Yesterday I rode the market roller coaster with countless other investors, wondering how low it would go and how to react. Shock set in when the 10-year Treasury yield – a key economic indicator – dipped below 2%. Practicing what I preach, I decided to take the cash I’d been keeping on the sidelines and bought in when I saw the Dow drop 245 points. But it wasn’t easy particularly as I watched the images of red faced traders trying to make it through what turned out to be one of the worst days in the market in the last 4 years. My stomach flipped again when I saw the market had dipped further down 460 points and I thought should I have waited a little bit longer? When all was said and done, however, I felt secure in my decision to take action and I know I’ll hold what I bought for the next 20 years. Not a bad result for a three-hour emotional roller coaster.

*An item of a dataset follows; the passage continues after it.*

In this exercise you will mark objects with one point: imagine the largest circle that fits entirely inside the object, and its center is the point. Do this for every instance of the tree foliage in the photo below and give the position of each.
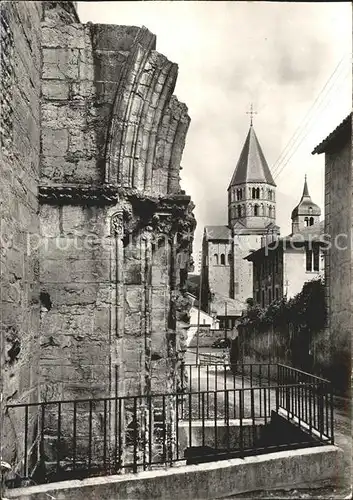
(305, 310)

Of course, investing is an intensely personal decision, based on your own goals, age, risk tolerance, and so forth. But I do think that bursts of volatility are “teachable moments” about your emotional motivators and ways to potentially overcome them. Here are a few ideas to think about:
This is what buying low feels like
Buying when the market is dropping can be intimidating. It requires jumping in when everyone is selling. This is especially daunting for an investor just starting to test the waters and getting acquainted with the market. But think of it this way: buying on market dips is similar to buying something on sale. You’ve wanted it for a while, you know it is worth more than the sticker price and you’re getting a big discount. If we apply this principle to the market, it is the working definition of “buying low, selling high”. Taking a contrarian action is essentially what buying low means.
It’s a good time to start moving your cash
For those of you (or us) sitting in cash, a selloff may be the perfect opportunity to dive in at the right price. We can take an example from the playbook of savvy investors. BlackRock data indicates that when the market dipped yesterday, a number of them bought in, putting their money into core exchange traded funds (ETFs) to the tune of more than $2B*. These key players know how and where to seek value – you may want to follow their lead.
Be prepared for more
Getting into the habit of buying in when the market hits a bump may be a good idea. My colleague Russ Koesterich highlights in a recent Blog post that volatility is likely here to stay for a while. We can see yesterday’s tumultuous ride as a lesson for the next dip. Stick to your long term view and don’t worry so much about the right now. Take advantage of discounted stock prices and hold on for the long haul.
What did you do when the market dipped? Did you head for the hills? Share your stories with us.
*Data based on U.S.-domiciled iShares ETFs, which brought in more than $2B at end of day October 15, 2014.